I’ve gotten used to the writing roller coaster over the past couple of years. The highs are often followed by plunges into self-doubt. I’ve accumulated enough rejections to paper a wall or two – thank goodness for e-mail, and I’ve had a few pieces published. The essay and non-fiction articles seem to be rolling along, but the fiction and long-form train is stuck. I want to write fiction. In my head, I’m a novelist, a short story writer. Thus far, editors and one agent disagree. Even those who love me have reluctantly confessed (after the professionals broke the trail) that they prefer my essays to my stories. Now, this isn’t the first time that my internal self-image has crashed into reality. In my head, I’m also well travelled and adventurous. My passport hasn’t been valid since 1984.
I’m also stubborn to the point of delusion when it comes to clinging to my world view. I want to write stories, damnit! I want to write a book. At the moment, I have four short stories in various stages of completion/revision, several stories that have been rejected enough times to tell me that they need to go back to the factory, a draft of a novel that even I know isn’t going anywhere at the moment, and a hodgepodge of essays attempting to be a memoir but lacking anything resembling structure.

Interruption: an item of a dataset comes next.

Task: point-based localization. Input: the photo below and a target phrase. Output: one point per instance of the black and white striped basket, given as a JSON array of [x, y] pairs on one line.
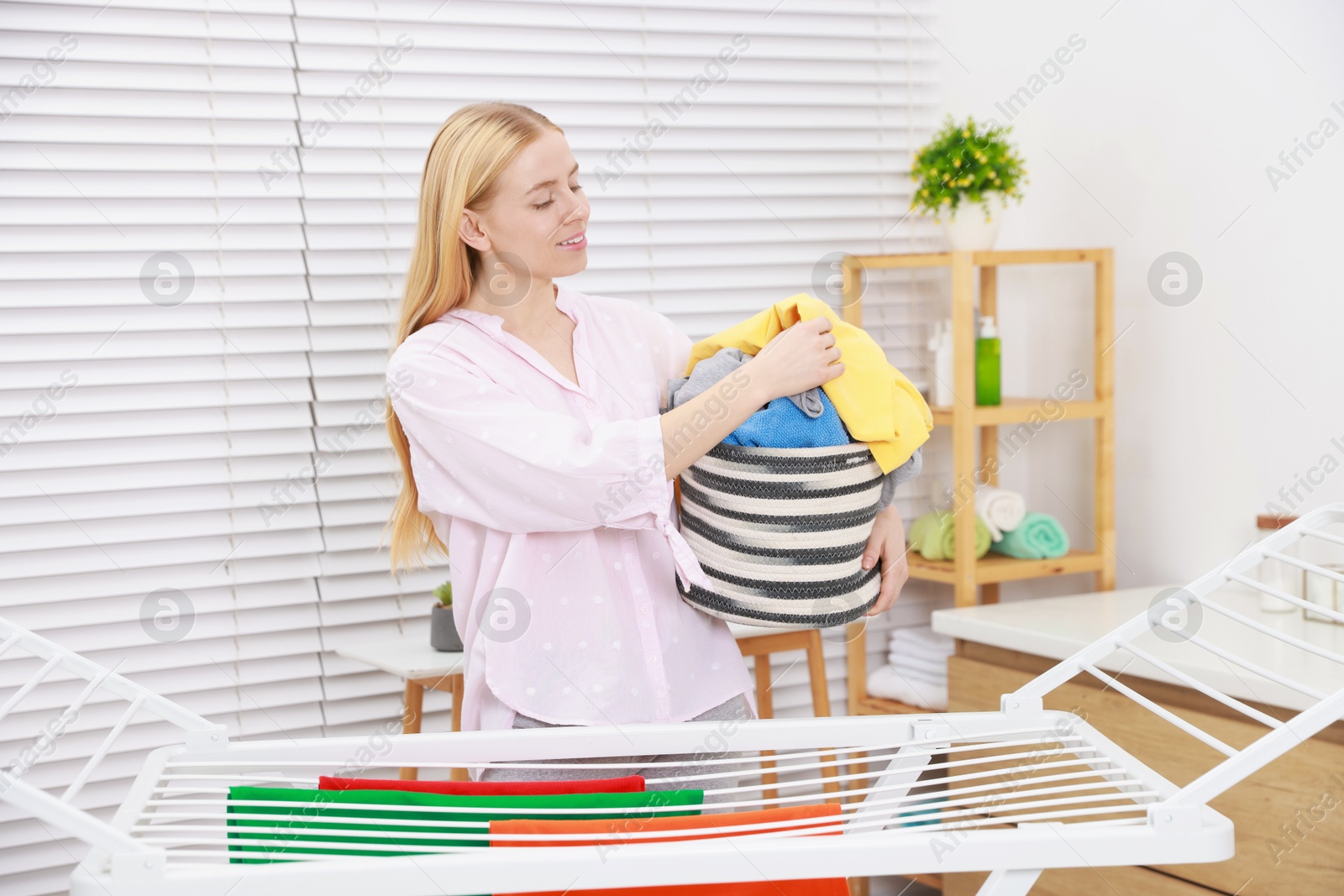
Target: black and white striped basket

I have a couple of choices: pick something, finish it, and get serious about submission, or do something completely different.
Since the multiple partial projects are colluding with my latent ADD to drive a complete lack of productivity, I’ve decided to check out door number two. NaNoWriMo is coming. NaNoWriMo may look like a Disney (circa 1950) version of a Native American name, but it is actually, National Novel Writing Month. This is a world-wide project in which the literarily insane (or the very stuck) work to produce 50,000 words of a novel during the month of November. Now, I don’t think a bona fide, ready to read novel can be churned out in a month – certainly not by me. However, I’m hoping that forcing myself into the discipline of working on one project every day for 30 days will shove me back onto the track of inspiration.
So, here I go: as of November 1, I will begin work on a middle-grade fantasy/sci-fi novel. And, I’m looking for support. Bug me about it. When you see me, ask me how the novel is going. I’ll post excerpts periodically. Comment, critique, be mean -- it’s okay, I need it. Hold me to this project, but forgive me if I don’t hang around to chat. I’ve got a book to write.